Large language models (LLMs) are increasingly being used in retrieval-augmented generation (RAG) systems, where the LLM’s role shifts from providing information to consolidating it from retrieved documents. However, LLMs are susceptible to “hallucinations,” where they produce incorrect information, making their use in RAG systems risky.

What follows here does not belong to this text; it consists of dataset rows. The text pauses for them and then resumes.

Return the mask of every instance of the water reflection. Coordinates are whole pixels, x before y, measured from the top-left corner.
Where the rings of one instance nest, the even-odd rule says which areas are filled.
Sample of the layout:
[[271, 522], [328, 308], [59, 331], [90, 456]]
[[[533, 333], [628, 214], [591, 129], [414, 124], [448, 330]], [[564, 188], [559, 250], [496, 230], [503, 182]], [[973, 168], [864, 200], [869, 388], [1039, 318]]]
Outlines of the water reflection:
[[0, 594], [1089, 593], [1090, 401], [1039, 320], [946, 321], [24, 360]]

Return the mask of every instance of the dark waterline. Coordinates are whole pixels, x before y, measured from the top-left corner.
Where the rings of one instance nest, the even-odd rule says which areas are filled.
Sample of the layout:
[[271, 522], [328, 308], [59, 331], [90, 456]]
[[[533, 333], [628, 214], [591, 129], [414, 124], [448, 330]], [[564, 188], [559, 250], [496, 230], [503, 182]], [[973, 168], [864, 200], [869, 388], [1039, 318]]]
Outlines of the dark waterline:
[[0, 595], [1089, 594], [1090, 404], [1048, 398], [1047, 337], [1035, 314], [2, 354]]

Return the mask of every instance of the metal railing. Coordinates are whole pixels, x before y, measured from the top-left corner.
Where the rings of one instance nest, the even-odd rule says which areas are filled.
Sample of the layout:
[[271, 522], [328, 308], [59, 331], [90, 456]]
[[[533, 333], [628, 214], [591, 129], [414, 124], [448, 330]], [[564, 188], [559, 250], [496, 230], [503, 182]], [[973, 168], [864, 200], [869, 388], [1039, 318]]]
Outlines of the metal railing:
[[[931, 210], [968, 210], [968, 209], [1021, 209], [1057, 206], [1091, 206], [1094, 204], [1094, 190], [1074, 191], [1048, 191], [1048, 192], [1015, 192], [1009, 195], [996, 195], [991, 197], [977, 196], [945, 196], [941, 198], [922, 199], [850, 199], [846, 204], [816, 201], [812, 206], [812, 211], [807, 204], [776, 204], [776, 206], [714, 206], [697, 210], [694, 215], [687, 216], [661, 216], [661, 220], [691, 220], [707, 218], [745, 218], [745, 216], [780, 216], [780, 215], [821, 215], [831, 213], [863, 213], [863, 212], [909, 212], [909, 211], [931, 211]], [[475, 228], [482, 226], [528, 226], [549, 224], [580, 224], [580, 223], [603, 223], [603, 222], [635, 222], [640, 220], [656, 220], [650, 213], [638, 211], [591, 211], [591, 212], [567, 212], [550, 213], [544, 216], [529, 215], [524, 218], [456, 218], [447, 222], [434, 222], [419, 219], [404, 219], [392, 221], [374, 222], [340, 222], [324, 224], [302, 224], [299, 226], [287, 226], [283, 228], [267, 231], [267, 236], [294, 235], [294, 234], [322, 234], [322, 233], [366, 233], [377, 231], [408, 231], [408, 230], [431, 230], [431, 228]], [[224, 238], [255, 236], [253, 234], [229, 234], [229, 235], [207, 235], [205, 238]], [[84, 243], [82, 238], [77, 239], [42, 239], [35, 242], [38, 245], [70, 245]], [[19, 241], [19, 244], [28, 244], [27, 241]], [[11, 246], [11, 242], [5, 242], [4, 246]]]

To address this issue, researchers from the Singapore University of Technology and Design have developed a new metric called TRUST-SCORE to assess the trustworthiness of LLMs in RAG systems. TRUST-SCORE evaluates an LLM across four key dimensions:

  1. Grounded Refusals: The LLM’s ability to correctly identify unanswerable questions and refuse to answer them.
  2. Exact Match Recall: The accuracy of the LLM’s generated claims when compared to the gold claims.
  3. Citation Recall: The extent to which the generated claims are supported by the provided citations.
  4. Citation Precision: The relevance of the citations provided by the LLM.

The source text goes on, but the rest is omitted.